Castillo’ya karşı yapılan darbe, ABD emperyalizmi ve Peru burjuvazisi tarafından ulusötesi madencilik şirketlerinin operasyonlarını güvence altına almak ve derinleşen ekonomik krizin yükünü işçilerin ve kırsal kesimdeki yoksulların sırtına daha fazla yüklemek, yıllardır süren siyasi istikrarsızlığı ve toplumsal hareketi bastırmak amacı taşımaktadır. Castillo’nun görevden alınmasının toplumsal huzursuzluğu ateşleyeceği, yaygın ve kitlesel protestoların patlamasına neden olabileceği gözlemcilere göre pek öngörülmüyordu. Ancak kitleler sokaklara aktı ve gösteriler bazen şiddetli biçimler kazandı. Havaalanları, otoyollar ve ticari alanlar göstericiler tarafından işgal edildi.

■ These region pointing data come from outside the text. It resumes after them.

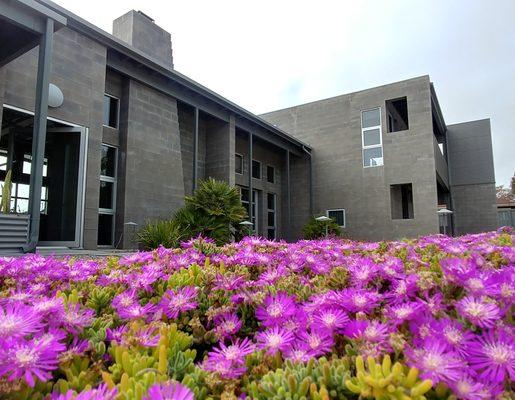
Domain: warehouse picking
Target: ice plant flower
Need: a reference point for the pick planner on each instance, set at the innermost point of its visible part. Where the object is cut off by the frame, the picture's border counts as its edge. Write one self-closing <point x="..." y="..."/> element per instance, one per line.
<point x="176" y="301"/>
<point x="276" y="309"/>
<point x="479" y="312"/>
<point x="29" y="359"/>
<point x="169" y="391"/>
<point x="18" y="320"/>
<point x="275" y="339"/>
<point x="492" y="356"/>
<point x="435" y="362"/>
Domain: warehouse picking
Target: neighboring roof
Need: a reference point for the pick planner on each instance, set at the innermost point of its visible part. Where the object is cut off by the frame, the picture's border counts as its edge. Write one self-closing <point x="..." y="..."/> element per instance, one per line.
<point x="79" y="24"/>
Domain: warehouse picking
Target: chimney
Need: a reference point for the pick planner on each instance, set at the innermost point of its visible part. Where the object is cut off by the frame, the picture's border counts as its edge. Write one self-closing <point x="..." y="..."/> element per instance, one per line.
<point x="141" y="32"/>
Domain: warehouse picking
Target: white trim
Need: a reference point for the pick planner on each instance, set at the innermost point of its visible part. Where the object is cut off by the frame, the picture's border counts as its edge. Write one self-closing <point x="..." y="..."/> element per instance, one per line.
<point x="338" y="209"/>
<point x="242" y="164"/>
<point x="374" y="146"/>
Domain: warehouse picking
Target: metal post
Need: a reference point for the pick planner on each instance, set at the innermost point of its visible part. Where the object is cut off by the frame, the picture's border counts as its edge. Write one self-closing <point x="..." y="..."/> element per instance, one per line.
<point x="251" y="195"/>
<point x="195" y="148"/>
<point x="39" y="133"/>
<point x="288" y="193"/>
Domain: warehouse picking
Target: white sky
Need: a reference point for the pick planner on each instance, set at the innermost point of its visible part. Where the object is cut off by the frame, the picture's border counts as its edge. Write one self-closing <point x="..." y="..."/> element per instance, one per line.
<point x="265" y="55"/>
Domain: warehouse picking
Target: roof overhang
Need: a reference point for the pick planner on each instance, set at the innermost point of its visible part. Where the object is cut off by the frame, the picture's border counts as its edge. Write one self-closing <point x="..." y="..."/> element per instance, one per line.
<point x="22" y="22"/>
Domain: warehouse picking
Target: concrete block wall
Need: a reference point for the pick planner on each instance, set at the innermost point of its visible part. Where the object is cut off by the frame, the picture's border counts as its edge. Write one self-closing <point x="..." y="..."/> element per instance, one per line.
<point x="472" y="177"/>
<point x="153" y="181"/>
<point x="78" y="69"/>
<point x="333" y="128"/>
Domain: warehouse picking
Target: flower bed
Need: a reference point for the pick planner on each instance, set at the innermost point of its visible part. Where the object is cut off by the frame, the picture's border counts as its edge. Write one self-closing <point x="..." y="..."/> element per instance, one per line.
<point x="426" y="318"/>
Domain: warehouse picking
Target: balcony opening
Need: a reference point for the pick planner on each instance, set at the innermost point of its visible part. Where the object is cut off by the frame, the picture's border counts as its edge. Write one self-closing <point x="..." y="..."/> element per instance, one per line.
<point x="397" y="114"/>
<point x="401" y="198"/>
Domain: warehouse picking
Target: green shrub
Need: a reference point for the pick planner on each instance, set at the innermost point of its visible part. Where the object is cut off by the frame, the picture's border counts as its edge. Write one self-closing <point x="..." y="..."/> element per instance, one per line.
<point x="160" y="232"/>
<point x="316" y="229"/>
<point x="214" y="211"/>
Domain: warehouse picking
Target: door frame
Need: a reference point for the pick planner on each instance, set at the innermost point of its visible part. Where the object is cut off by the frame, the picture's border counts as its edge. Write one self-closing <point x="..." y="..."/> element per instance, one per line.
<point x="81" y="184"/>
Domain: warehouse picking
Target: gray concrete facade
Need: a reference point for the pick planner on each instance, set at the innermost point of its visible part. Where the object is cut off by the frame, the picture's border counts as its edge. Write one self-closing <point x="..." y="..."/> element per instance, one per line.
<point x="314" y="149"/>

Bu gelişmelerin ardında aralık ayının ortasından itibaren olağanüstü hal ilan edildi. Her tarafa polis ve asker konuşlandırıldı. Olağanüstü hal gösterileri bastırmak bir yana daha da alevlendirdi. Göstericilere karşı Dina Boluarte’nin hükümeti, faşist baskı ve terörü tırmandırdı. Ancak ne mermiler, ne tanklar, ne de darbeci Boluarte’nin dayattığı olağanüstü hal, kitleleri talepleri doğrultusunda mücadele etmekten alıkoyamadı.
Castillo’nun devrilmesinden sonraki günlerde ve haftalarda Peru’yu kasıp kavuran öfke devam ediyor. 19 Ocak günü Peru’nun başkenti Lima’da yaklaşık 30 bin kişi sokaklara döküldü ve Dina Boluarte’nin başında olduğu hükümete karşı protestolar yeni bir zirveye ulaştı. En büyük sendika konfederasyonu (CGTP) ülke çapında grev çağrısında bulundu ve 19 Ocak gününden bu yana ülkenin her yerinden emekçiler, “La toma de Lima!” (Lima’nın ele geçirilmesi!) sloganıyla harekete geçti.

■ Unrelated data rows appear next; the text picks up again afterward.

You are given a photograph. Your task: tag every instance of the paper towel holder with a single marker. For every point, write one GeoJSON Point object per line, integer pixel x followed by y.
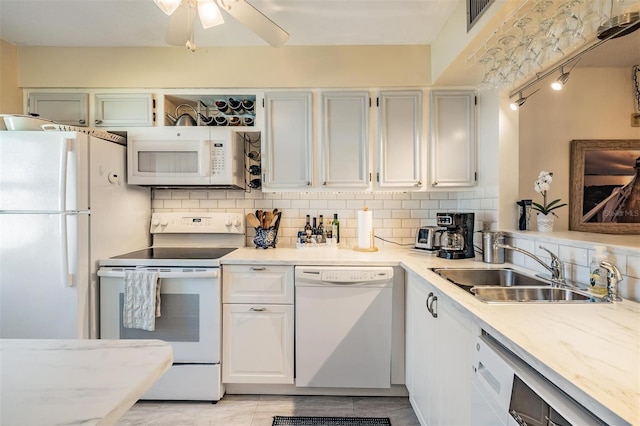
{"type": "Point", "coordinates": [372, 245]}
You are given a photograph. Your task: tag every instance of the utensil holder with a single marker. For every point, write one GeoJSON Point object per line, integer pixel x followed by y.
{"type": "Point", "coordinates": [489, 253]}
{"type": "Point", "coordinates": [267, 237]}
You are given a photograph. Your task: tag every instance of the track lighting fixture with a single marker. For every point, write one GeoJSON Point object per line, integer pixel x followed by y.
{"type": "Point", "coordinates": [561, 81]}
{"type": "Point", "coordinates": [515, 105]}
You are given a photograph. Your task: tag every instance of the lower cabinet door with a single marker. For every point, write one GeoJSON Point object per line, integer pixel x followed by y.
{"type": "Point", "coordinates": [257, 343]}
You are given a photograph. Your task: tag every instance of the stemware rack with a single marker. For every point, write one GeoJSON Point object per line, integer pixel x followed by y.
{"type": "Point", "coordinates": [213, 110]}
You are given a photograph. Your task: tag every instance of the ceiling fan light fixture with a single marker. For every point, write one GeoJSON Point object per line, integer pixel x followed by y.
{"type": "Point", "coordinates": [168, 6]}
{"type": "Point", "coordinates": [209, 14]}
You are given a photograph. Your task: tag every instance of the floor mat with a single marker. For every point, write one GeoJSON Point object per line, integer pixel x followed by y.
{"type": "Point", "coordinates": [330, 421]}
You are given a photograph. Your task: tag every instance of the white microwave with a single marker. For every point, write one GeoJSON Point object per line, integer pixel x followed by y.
{"type": "Point", "coordinates": [198, 156]}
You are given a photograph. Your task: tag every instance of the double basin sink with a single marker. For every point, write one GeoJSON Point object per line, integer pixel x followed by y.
{"type": "Point", "coordinates": [509, 286]}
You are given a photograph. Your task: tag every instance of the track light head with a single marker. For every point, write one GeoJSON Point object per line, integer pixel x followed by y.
{"type": "Point", "coordinates": [561, 81]}
{"type": "Point", "coordinates": [515, 105]}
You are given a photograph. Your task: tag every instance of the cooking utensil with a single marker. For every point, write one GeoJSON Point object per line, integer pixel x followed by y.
{"type": "Point", "coordinates": [253, 220]}
{"type": "Point", "coordinates": [268, 219]}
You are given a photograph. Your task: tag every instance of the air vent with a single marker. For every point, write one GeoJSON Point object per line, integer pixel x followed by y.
{"type": "Point", "coordinates": [475, 9]}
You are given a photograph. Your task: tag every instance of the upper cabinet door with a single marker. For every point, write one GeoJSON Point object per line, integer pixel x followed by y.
{"type": "Point", "coordinates": [452, 144]}
{"type": "Point", "coordinates": [399, 142]}
{"type": "Point", "coordinates": [345, 140]}
{"type": "Point", "coordinates": [287, 150]}
{"type": "Point", "coordinates": [125, 109]}
{"type": "Point", "coordinates": [63, 108]}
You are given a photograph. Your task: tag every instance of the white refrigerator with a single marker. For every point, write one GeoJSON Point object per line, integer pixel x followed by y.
{"type": "Point", "coordinates": [64, 205]}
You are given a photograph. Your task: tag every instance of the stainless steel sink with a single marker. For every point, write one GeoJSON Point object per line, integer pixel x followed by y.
{"type": "Point", "coordinates": [504, 285]}
{"type": "Point", "coordinates": [532, 294]}
{"type": "Point", "coordinates": [503, 277]}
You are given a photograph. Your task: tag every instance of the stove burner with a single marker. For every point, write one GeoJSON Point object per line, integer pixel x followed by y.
{"type": "Point", "coordinates": [168, 253]}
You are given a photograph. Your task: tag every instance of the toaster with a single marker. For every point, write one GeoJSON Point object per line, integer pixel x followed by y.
{"type": "Point", "coordinates": [428, 237]}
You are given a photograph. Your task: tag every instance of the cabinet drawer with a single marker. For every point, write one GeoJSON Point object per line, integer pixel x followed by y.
{"type": "Point", "coordinates": [257, 284]}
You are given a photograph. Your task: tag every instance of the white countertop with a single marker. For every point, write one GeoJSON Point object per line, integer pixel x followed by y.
{"type": "Point", "coordinates": [591, 351]}
{"type": "Point", "coordinates": [76, 382]}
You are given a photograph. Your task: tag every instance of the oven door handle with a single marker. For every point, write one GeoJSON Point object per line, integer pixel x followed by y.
{"type": "Point", "coordinates": [119, 273]}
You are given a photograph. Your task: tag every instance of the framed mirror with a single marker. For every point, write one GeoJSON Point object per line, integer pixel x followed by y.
{"type": "Point", "coordinates": [605, 186]}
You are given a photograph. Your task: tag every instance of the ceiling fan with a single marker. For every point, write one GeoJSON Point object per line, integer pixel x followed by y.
{"type": "Point", "coordinates": [183, 15]}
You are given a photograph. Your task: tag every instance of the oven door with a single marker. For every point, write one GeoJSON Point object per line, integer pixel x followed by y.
{"type": "Point", "coordinates": [190, 312]}
{"type": "Point", "coordinates": [169, 162]}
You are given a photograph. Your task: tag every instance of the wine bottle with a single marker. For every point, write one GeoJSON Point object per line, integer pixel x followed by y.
{"type": "Point", "coordinates": [335, 225]}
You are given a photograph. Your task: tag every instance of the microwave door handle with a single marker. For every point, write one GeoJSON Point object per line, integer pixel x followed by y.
{"type": "Point", "coordinates": [206, 158]}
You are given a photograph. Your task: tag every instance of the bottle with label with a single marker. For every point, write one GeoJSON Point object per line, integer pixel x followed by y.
{"type": "Point", "coordinates": [321, 232]}
{"type": "Point", "coordinates": [597, 276]}
{"type": "Point", "coordinates": [335, 228]}
{"type": "Point", "coordinates": [307, 227]}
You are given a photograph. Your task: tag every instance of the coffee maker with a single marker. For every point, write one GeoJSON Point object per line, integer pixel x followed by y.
{"type": "Point", "coordinates": [457, 241]}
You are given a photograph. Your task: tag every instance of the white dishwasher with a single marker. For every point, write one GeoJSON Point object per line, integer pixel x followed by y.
{"type": "Point", "coordinates": [343, 326]}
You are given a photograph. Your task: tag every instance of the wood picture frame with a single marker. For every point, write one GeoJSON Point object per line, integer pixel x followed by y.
{"type": "Point", "coordinates": [605, 187]}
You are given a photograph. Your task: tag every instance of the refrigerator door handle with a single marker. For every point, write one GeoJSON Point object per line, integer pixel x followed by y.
{"type": "Point", "coordinates": [69, 184]}
{"type": "Point", "coordinates": [69, 248]}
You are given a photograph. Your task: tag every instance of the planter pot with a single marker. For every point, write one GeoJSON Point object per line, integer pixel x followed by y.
{"type": "Point", "coordinates": [545, 222]}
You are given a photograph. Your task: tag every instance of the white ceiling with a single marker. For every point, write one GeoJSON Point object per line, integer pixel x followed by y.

Ülkenin birçok şehrinde emekçiler Lima’daki yürüyüşlerle dayanışma gösteriyor. Protestolara farklı bölgelerden öğrenciler de katıldı. San Marcos Ulusal Üniversitesi’nde, Üniversite Birliği (FUSM) üyeleri de protestolarla “dayanışma içinde” üniversitenin bir bölümünü işgal etti. Ulusal Mühendislik Üniversitesi’nden de benzer eylemler bildirildi.
Peru’nun hemen hemen tüm bölgelerinde güvenlik güçleri tarafından şiddetle bastırılan kitlesel protestolarda yaklaşık 60 kişi katledildi, yüzlerce kişi yaralandı ve yüzlercesi de tutuklandı.